The researchers at the Electronic Frontier Foundation (EFF) found that the devices emit the information even in low-power mode. Other mobile platforms are also affected by this problem, though.
Preferred Network Offload (PNO) is a feature that scans the background environment in search of a WiFi connection that has been used in previous occasions. This way, it can save battery life and mobile data cost.
The trouble is that this information can be intercepted by anyone within the WiFi range and used to determine the places the owner of the device spent long enough time to use the WiFi connection for accessing the Internet.
“Normally eavesdroppers would need to spend some effort extracting this sort of information from the latitude/longitude history typically discussed in location privacy analysis,” says the EFF article. But by broadcasting the SSIDs (service set identifiers), the phone provides them with clear information about the last 15 WiFi destinations, without having to process the details.
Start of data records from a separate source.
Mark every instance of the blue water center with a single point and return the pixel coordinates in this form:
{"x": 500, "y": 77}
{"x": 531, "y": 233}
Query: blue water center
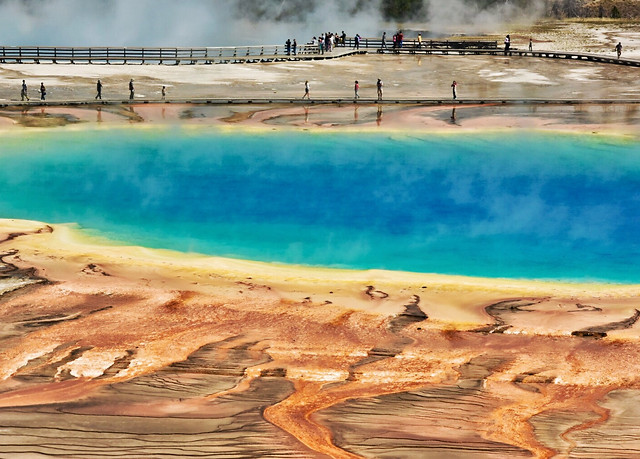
{"x": 520, "y": 204}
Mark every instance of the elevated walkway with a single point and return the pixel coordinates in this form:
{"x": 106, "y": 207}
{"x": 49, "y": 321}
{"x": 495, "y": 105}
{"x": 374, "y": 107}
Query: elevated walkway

EFF tested multiple Android devices and found that not all of them leak the details about the WiFi connections used, Samsung Galaxy Mini, S3, S4, HTC One Mini or Motorola Droid 1 being among them.
The research was the fact that none of the devices tested would broadcast the info when the display would be turned on. “But for some reason, even though none of the Android phones we tested broadcast the names of networks they knew about when their screens were on, many of the phones running Honeycomb or later (and even one running Gingerbread) broadcast the names of networks they knew about when their screens were turned off,” says the EFF blog post.
This was reported to Google and they replied saying that they were looking into the types of changes that could be implemented in future versions of the operating system in order to eliminate the location tracking risk.
EFF notes that a patch to “wpa_supplicant” recently submitted by a Google employee fixes the problem and needs to be integrated into the downstream Android code.
Users can protect against this type of snooping by turning off WiFi from the advanced section of the WiFi settings when the device is in sleep mode. This may not work on all types of Android brands though, and the disadvantage is that it increases mobile data usage.